Ten years ago Spain were the superior force in global football. World and European champions, they were a side who would go on to defend their title at Euro 2012 as their international dominance reflected, and was built upon, one of the greatest club sides we have ever seen.
But a decade is a long time in football. Those stars of the past are long since retired, and now the Spanish national team is at a crossroads ahead of their final Euro 2020 group game against Slovakia on Wednesday. Two draws against Sweden and Poland have hardly got the pulses racing, and defeat in Seville will see Luis Enrique’s side crash out of the competition in an era during which it is almost impossible for the big teams not to qualify for the knockout stage.
They should still progress and, unless Poland beat Sweden, results elsewhere mean that a draw will be enough for them to secure a place in the last 16. Disciples of Luis Enrique will point to the fact that Portugal won the last edition of this competition having achieved three draws in the group stage, but make no mistake, it would be a huge surprise if Spain went deep into the competition this time around.

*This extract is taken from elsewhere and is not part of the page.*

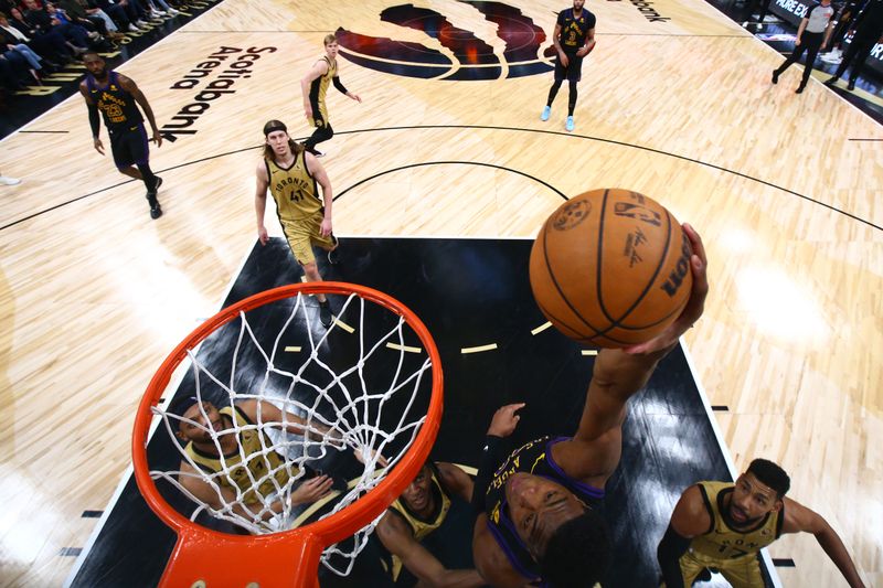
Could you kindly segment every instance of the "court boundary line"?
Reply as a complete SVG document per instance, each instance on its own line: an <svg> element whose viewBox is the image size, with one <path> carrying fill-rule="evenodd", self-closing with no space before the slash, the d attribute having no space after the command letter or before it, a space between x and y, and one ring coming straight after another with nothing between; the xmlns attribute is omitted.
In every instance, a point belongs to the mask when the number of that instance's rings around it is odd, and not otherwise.
<svg viewBox="0 0 883 588"><path fill-rule="evenodd" d="M770 50L772 50L772 47L770 47ZM136 57L137 57L137 55L136 55ZM857 107L853 106L853 108L857 108ZM864 114L864 113L862 113L862 114ZM876 121L874 121L873 119L871 119L871 120L874 124L876 124ZM805 194L801 194L801 193L796 192L794 190L790 190L788 188L784 188L784 186L774 184L773 182L768 182L768 181L762 180L759 178L754 178L752 175L748 175L747 173L742 173L740 171L731 170L731 169L724 168L722 165L717 165L715 163L709 163L709 162L705 162L705 161L702 161L702 160L699 160L699 159L694 159L694 158L691 158L691 157L688 157L688 156L681 156L681 154L678 154L678 153L663 151L661 149L656 149L656 148L652 148L652 147L646 147L646 146L634 145L634 143L629 143L629 142L625 142L625 141L618 141L616 139L605 139L605 138L602 138L602 137L593 137L591 135L578 135L578 133L557 131L557 130L531 129L531 128L523 128L523 127L498 127L498 126L489 126L489 125L414 125L414 126L406 126L406 127L380 127L380 128L374 128L374 129L357 129L357 130L337 131L336 135L358 135L358 133L363 133L363 132L377 132L377 131L391 131L391 130L442 130L442 129L445 129L445 130L448 130L448 129L472 129L472 130L504 130L504 131L518 131L518 132L539 132L539 133L544 133L544 135L557 135L557 136L562 136L562 137L575 137L575 138L579 138L579 139L588 139L591 141L598 141L598 142L608 143L608 145L616 145L616 146L619 146L619 147L629 147L629 148L638 149L640 151L646 151L646 152L649 152L649 153L655 153L655 154L664 156L664 157L671 157L671 158L674 158L674 159L680 159L682 161L689 161L691 163L696 163L696 164L702 165L704 168L710 168L710 169L713 169L713 170L716 170L716 171L731 173L731 174L736 175L738 178L742 178L744 180L749 180L749 181L753 181L753 182L760 183L760 184L766 185L768 188L773 188L773 189L776 189L778 191L785 192L786 194L790 194L792 196L797 196L799 199L802 199L802 200L805 200L805 201L807 201L809 203L817 204L819 206L828 209L831 212L841 214L843 216L847 216L848 218L852 218L853 221L858 221L859 223L868 225L871 228L875 228L876 231L883 232L883 226L876 225L876 224L872 223L871 221L868 221L865 218L857 216L855 214L852 214L851 212L847 212L844 210L838 209L837 206L833 206L831 204L827 204L825 202L818 201L818 200L816 200L813 197L807 196ZM233 151L226 151L226 152L217 153L217 154L214 154L214 156L209 156L209 157L201 158L201 159L198 159L198 160L194 160L194 161L188 161L185 163L180 163L178 165L172 165L170 168L164 168L162 170L157 170L155 173L163 173L163 172L167 172L167 171L170 171L170 170L177 170L179 168L183 168L183 167L187 167L187 165L192 165L193 163L201 163L203 161L209 161L211 159L217 159L217 158L226 157L226 156L230 156L230 154L241 153L243 151L247 151L248 149L257 149L260 146L246 147L246 148L236 149L236 150L233 150ZM480 163L480 162L464 161L462 163ZM426 163L417 163L417 164L426 164ZM481 163L481 164L483 164L483 163ZM414 164L414 165L416 165L416 164ZM489 165L491 165L491 164L489 164ZM501 169L508 169L508 168L501 168ZM515 173L521 173L521 172L517 172L515 170L509 170L509 171L513 171ZM49 209L45 209L45 210L42 210L42 211L38 211L38 212L29 214L29 215L26 215L26 216L24 216L22 218L19 218L19 220L12 221L11 223L2 225L2 226L0 226L0 231L4 231L7 228L13 227L13 226L15 226L15 225L18 225L20 223L23 223L25 221L30 221L32 218L35 218L36 216L40 216L40 215L45 214L47 212L52 212L54 210L61 209L62 206L66 206L67 204L72 204L74 202L78 202L78 201L81 201L83 199L86 199L86 197L89 197L89 196L93 196L93 195L96 195L96 194L100 194L102 192L106 192L106 191L111 190L114 188L118 188L118 186L124 185L126 183L136 182L136 181L139 181L139 180L126 180L126 181L119 182L117 184L114 184L114 185L110 185L110 186L107 186L107 188L102 188L102 189L96 190L94 192L89 192L88 194L84 194L82 196L77 196L75 199L72 199L72 200L68 200L68 201L65 201L65 202L61 202L61 203L55 204L55 205L53 205L53 206L51 206ZM345 192L348 190L349 189L344 189L343 191L341 191L341 193L338 194L338 196L336 196L334 200L337 200L339 196L343 195L343 192Z"/></svg>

La Roja simply do not boast the quality they did 10 years ago and their young players are not of the same ability as those names from the past. Eric Garcia, Ferran Torres, Dani Olmo and Barcelona’s Pedri all have shown promise for their clubs, but how many of those would have been competing for a place, or had the hopes of a nation pinned on their shoulders, in the era of Xavi, Andres Iniesta and David Villa?
Sergio Busquets and Jordi Alba aside, the international experience this squad has is also questionable. Only Koke and Alba of the current group started their World Cup last-16 match against Russia in 2018, representing a serious turnover of players for a side still struggling to come to terms with the fact they are no longer contenders for the major international trophies.
Spain’s two major clubs are failing. Their frantic power grab as part of the European Super League was a sign of desperation, and one they will not give up without a fight. You can see why. Barcelona are on the brink of financial ruin and Real Madrid are not faring much better. With big-money signings now not viable, the duo are clearly falling behind not only major European clubs but also domestic sides.
When Atletico Madrid won La Liga in 2014 it was because they had overhauled and outbattled two of Europe’s greatest sides over the 38-game league season. Between 2009 and 2019 Barca and Madrid won seven out of 10 Champions League titles and Diego Simeone’s Atletico had beaten both of them to the title in what went down as one of the finest La Liga title wins. His side won the league this year largely because the two big guns are in utter turmoil.
When Luis Enrique didn’t select a single Real Madrid player for his squad this summer, eyebrows were raised. But his options were limited, and picking an injury-riddled 35-year-old Sergio Ramos wouldn’t have solved Spain’s problems. Of the 11 who started the 2010 World Cup final, only Joan Capdevilla and David Villa were not Madrid or Barca players, and the latter would join the Blaugrana that summer. The change is drastic. Los Blancos are no longer a hotbed of Spanish talent, while Barcelona's Spanish conveyor belt has dried up - of their three players selected, two are over 30 and one is a teenager relatively untested at this level.
The era of dominance that began in 2008 coincided with two successful club sides, but as a result Spain’s expectations have completely skyrocketed. Before 2008, they had just one European Championship to their name, won back in 1964, and during the 80s, 90s and the majority of the noughties, they were known as international football’s greatest underachievers. Just like England, you would always hear talk about how ‘this could be the year’ but, like their English counterparts, a Round-of-16 or quarter-final exit was the norm.
It’s perhaps time to revert back to the way we thought about Spain 20 years ago. All top nations experience generations of brilliant players who come through, and then retire, at the same time. Spain’s talented group achieved more than anybody could have believed possible, but they left behind a void that was impossible to fill.
No side since Brazil in 1962 has won back-to-back World Cups, the last five winners have all been different, and Spain themselves are the only team to have ever successfully defended the European Championship. Generations of players come and go, and in Spain’s case they are currently in a footballing recession.
This time around, the first objective will be to get out of their group, which looked like a relatively simple task on paper. Spanish football’s current lull is now reflected in the national team, so a quarter-final appearance must be seen as a success given the current predicament they find themselves in. The glory days are over, and it could be a while until Spain can compete with the world’s elite once more.